O papel da experiência
A experiência costuma ser uma das variáveis mais importantes e fáceis de se explicar, tanto para reforçar quanto para negar uma vontade.
Quando temos êxito em uma ação, isso gera segurança para a própria vontade em uma eventual repetição — uma forma de inteligência prática sobre o que funciona. Quando falhamos, tentamos compensar inflando a vontade com outras variáveis: seja pelo desespero (uma causa intensa), seja por algum outro fator externo.
Em 2016 um pescador foi morto por um crocodilo. O gif acima não diz respeito a este evento.
No mesmo ano, o mesmo crocodilo foi executado.
A experiência está além da humanidade, é um instinto animal. Com o êxito, o crocodilo estaria mais propenso a atacar outro ser humano, uma vez que a experiência que ele teve com ataque foi bem sucedido.
Um exemplo pessoal
Tenho um parente jovem que se envolve com drogas. Meus tios, tias, avós e até os pais dele gastam horas em conselhos.

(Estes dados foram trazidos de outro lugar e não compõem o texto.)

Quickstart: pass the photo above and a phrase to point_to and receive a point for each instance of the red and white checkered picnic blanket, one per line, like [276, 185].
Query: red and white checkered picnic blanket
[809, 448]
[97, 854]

O conteúdo desses conselhos, em geral, é uma tentativa de racionalizar a vontade:
"A droga vai te afastar de uma vida boa, pois te distancia de boas pessoas, boas ações e boas oportunidades. Também vai te aproximar da morte, pois te coloca perto de quem convive com ela (traficantes)."
Apesar disso, ele continua se envolvendo com drogas e traficantes. Por quê? Simples: o conselho não foi capaz de transportar vontade.
Por que a lógica não vence
A vontade dele de usar drogas é maior do que qualquer argumento. Algumas variáveis em jogo:
- inteligência um pouco abaixo da média;
- saúde física relativamente estável (asma leve);
- saúde mental desconhecida;
- empatia baixa, geralmente momentânea;
- experiência com drogas associada a prazer (diversão, dopamina).
De vez em quando ele foge da polícia, mas quase sempre se livra. Na balança, as drogas ainda estão ligadas a curtição. Como palavras poderiam competir com isso? Impossível.
A polícia como “agente da experiência”
Enquanto todos tentam resolver com palavras, a polícia resolve com força bruta. Cedo ou tarde ela vai alterar a experiência dele:
- associar drogas a um evento desagradável;
- romper a ligação entre drogas e diversão.
Nesse ponto, talvez ele procure Deus, largue as drogas e até vire pastor.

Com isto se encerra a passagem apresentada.